Evaluating your hospital’s entrance security now will help to ensure you comply with Joint Commission standards and effectively respond to emergencies.

1. Lockdown Readiness. Whether for gang violence, infant/child abduction or big emergencies such as major fires, traffic accidents or scenarios such as earlier discussed, a hospital must be able to lockdown corridors, wings or the entire hospital quickly and efficiently.

A 2009 healthcare security survey conducted by Campus Safety magazine revealed that the average lockdown time of a hospital was 11 minutes. As to be expected, the larger the hospital, the longer the lockdown time. What was startling was that the survey concluded that 20% of hospitals had a lockdown time of over 15 minutes, while 7% of the hospitals who participated in the survey actually revealed that their facility could not lock down completely. For all the reasons listed earlier, this is not preferred.

2. Creating a Lockdown System. New construction or major remodeling lets hospitals use hardwired electronic locks so that they can be connected to the network for easy centralized management. When managed from a central location, lockdowns are fast and effective.

As an alternative to hardwired locks, a wireless electronic locking system, extremely popular in hospitals during retrofits, provides flexibility and simplicity of installation with the same enhanced security and lockdown capabilities of a hardwired system. Wireless access control system installation is fast and easy with minimal disruption to patient care areas and can easily be integrated with other electronic hardware for an integrated life safety and security solution.

One lockdown issue with some wireless technologies, such as WiFi, has been the potential for communications delay. Usually, with Wi-Fi, access control decisions are downloaded by the host into the lock five or six times per day. Access control decisions in this way are managed within the locks (as is the case with traditional offline locks) to minimize communication from the lock to the host and conserve batteries. However, such limited (offline) connectivity with the host limits the locks’ ability to receive urgent commands from the host.

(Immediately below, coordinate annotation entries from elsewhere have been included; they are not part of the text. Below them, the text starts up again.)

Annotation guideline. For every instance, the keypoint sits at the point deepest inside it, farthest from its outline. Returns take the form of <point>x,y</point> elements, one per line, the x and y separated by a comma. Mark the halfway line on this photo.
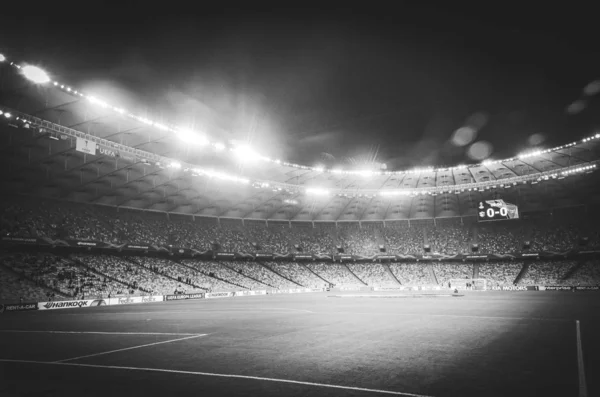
<point>582,383</point>
<point>172,371</point>
<point>127,348</point>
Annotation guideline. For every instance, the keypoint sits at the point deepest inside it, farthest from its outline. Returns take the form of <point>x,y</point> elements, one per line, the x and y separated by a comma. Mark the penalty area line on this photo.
<point>127,348</point>
<point>210,374</point>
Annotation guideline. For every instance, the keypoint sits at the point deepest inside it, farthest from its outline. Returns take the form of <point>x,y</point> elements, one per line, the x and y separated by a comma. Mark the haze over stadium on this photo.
<point>299,202</point>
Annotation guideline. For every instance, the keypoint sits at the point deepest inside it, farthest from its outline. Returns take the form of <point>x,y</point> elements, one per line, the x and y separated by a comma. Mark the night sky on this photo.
<point>335,86</point>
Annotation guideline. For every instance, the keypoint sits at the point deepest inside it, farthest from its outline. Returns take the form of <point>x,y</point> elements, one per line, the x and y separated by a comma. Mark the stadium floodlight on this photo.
<point>219,146</point>
<point>317,191</point>
<point>246,153</point>
<point>35,74</point>
<point>191,137</point>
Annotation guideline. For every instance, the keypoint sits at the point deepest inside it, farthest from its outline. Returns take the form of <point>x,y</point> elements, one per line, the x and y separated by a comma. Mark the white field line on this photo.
<point>580,367</point>
<point>258,378</point>
<point>129,348</point>
<point>97,332</point>
<point>448,315</point>
<point>266,309</point>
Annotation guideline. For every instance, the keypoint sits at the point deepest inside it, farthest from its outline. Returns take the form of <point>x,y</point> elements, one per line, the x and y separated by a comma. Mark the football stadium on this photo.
<point>146,255</point>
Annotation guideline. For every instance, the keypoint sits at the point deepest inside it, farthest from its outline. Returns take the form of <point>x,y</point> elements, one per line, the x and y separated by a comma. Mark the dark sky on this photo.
<point>353,83</point>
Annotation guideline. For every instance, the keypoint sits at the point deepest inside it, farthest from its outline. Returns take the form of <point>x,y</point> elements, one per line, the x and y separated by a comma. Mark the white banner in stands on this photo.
<point>86,146</point>
<point>219,295</point>
<point>71,304</point>
<point>135,299</point>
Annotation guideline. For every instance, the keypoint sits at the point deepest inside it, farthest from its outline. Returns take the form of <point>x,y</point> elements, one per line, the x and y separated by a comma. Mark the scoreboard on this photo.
<point>496,210</point>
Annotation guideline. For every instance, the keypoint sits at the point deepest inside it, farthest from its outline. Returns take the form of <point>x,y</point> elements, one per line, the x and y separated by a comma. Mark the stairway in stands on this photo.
<point>522,273</point>
<point>279,274</point>
<point>315,273</point>
<point>432,277</point>
<point>14,286</point>
<point>391,274</point>
<point>571,272</point>
<point>355,276</point>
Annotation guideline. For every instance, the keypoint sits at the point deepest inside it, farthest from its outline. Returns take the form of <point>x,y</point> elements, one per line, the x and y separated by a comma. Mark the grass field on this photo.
<point>484,343</point>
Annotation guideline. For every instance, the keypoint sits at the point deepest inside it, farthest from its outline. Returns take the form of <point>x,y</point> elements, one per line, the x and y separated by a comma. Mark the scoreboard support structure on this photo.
<point>477,284</point>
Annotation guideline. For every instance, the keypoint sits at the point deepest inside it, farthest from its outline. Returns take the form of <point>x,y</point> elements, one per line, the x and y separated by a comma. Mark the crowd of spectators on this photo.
<point>412,273</point>
<point>135,277</point>
<point>56,220</point>
<point>546,273</point>
<point>259,272</point>
<point>298,273</point>
<point>62,276</point>
<point>500,274</point>
<point>374,274</point>
<point>101,275</point>
<point>444,272</point>
<point>15,287</point>
<point>334,273</point>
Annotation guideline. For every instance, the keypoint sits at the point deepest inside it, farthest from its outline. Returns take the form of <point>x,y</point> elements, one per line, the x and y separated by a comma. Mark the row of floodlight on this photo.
<point>187,135</point>
<point>318,191</point>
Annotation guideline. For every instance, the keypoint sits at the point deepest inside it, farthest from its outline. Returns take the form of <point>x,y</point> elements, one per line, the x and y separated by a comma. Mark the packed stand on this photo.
<point>588,274</point>
<point>61,275</point>
<point>411,273</point>
<point>134,276</point>
<point>263,274</point>
<point>15,288</point>
<point>500,274</point>
<point>298,273</point>
<point>547,273</point>
<point>374,274</point>
<point>444,272</point>
<point>449,239</point>
<point>336,274</point>
<point>358,241</point>
<point>205,279</point>
<point>403,240</point>
<point>170,269</point>
<point>221,270</point>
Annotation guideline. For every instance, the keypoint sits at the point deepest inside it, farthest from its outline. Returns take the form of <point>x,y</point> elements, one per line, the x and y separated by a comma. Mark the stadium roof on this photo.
<point>155,165</point>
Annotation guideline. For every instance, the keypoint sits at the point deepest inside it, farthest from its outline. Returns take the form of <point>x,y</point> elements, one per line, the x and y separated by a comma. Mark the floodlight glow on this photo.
<point>97,101</point>
<point>35,74</point>
<point>317,191</point>
<point>191,137</point>
<point>246,153</point>
<point>219,146</point>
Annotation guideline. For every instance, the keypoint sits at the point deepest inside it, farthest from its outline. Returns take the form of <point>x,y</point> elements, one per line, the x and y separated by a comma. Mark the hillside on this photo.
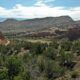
<point>13,25</point>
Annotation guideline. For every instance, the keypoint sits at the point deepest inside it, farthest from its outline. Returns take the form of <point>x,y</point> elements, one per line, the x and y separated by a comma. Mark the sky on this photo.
<point>29,9</point>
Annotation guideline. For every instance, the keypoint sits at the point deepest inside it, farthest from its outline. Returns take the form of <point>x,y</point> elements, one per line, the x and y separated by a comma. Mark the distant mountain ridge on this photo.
<point>13,25</point>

There can even be problems with older 900 MHzwireless platforms. Oftentimes, a direction to immediately lock down could be ignored for 10 or more minutes. However, with newer modular wireless locks, a patent-pending wake-up-on-radio feature works in parallel with the 10-minute heartbeat. Without waking up the entire lock, it listens for complementary commands every one to 10 seconds and responds. Thus, 10 seconds is the longest it will take to initiate lockdown.

By emphasizing planning, practice, education and the latest in security hardware, lockdown times can be drastically reduced in even the largest of hospitals. A reduction  in lockdown time signifies an improvement in emergency preparedness. It also assures that perimeter access and intra-facility access has been optimized for both performance and security, resulting in increased security and safety for employees and patients.

3. Control Access to Better Facilitate Lockdowns. When there is an influx of patients or others, it is imperative to control where they have access. You must protect patient privacy, including their rooms and their records. To do so, you will probably have to increase the number of electronic access managed openings for better control.

Security professionals in healthcare applications can now choose the specific electronic lock they need with full confidence that it can be later upgraded without ever taking it off the door. New electronic locks provide options to truly customize the access control solution, quickly migrate to meet future needs and provide seamless integration with current software now and later with a lower cost of ownership.